Paul, CPA and real estate investor

Thanks for all the responses.

@Dennis Kolsch how did you finance the remodel if you don't mind me asking?

@Paul DeRousseau I can get financing but I fear that my DTI may limit the type of property I may be able to purchase. Although I have heard some critiques of this method, I plan on drawing money from my jobs retirement plan (TSP) to make my down payment.

If your taking the money out from you TSP for the purpose of buying your first home and you plan to occupy the property, you should be able to do so without incurring any penalties. 401(k)s and 403(b)s generally allow for this (check with your plan first). In this case, I find no fault with tapping this resource.

However, if your planning on withdrawing the money to purchase an investment property, there may be a significant penalty and tax consequence. Thereby, making it very expensive capital to use. If that is the case, I would highly recommend you reconsider.
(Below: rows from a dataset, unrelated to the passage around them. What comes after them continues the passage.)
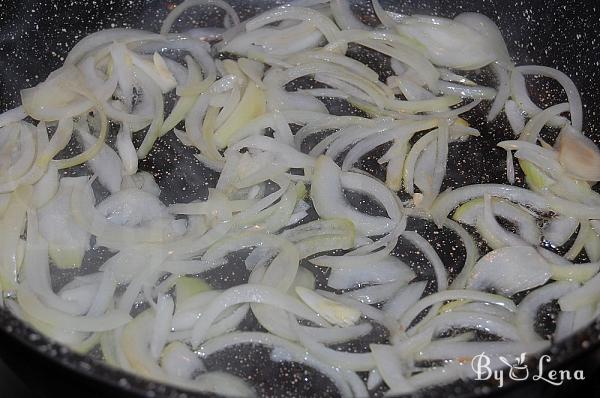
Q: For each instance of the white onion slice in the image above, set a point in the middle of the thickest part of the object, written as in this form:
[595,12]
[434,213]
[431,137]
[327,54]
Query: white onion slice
[510,270]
The high cost of using those funds may negate the returns you achieve in your real estate investment. I would try to find an alternative source of funding for your investment.

Start working with a lender and find out what their requirements are for obtaining a mortgage. You may find you don't need as large of a downpayment as you think. If you can't qualify right now with the amount you have available to for a downpayment (without taping your retirement funds), a good mortgage lender can at least provide you with a roadmap to get where you want to go. And that's what you need - a gameplan!


I used half cash and half 0% interest credit card for the remodel. I have 15months to pay it off, so I've budgeted about $800 monthly toward it to knock it out. This is all based on my subjective experience and intuition, but the biggest questions I asked myself in deciding how wise it was to take on more debt when I already have debt were:

1). Is taking on additional debt going to help me achieve my long-term financial goals sooner?

2). Do I have enough monthly cash flow and cash reserves to comfortably (i.e. without too much worry or stress) take on the new debt?

In sum, I believed it would jump start my financial goals and I felt comfortable enough to take on both the new mortgage payment, new cc debt, and previous debt. FHA guidelines somewhat prevents you from making a horrible mistake, so assuming the home passes the appraisal and you qualify for a loan you can at least rest in knowing you should be okay financially. Again, Dave Ramsey would hate my thinking but whatever.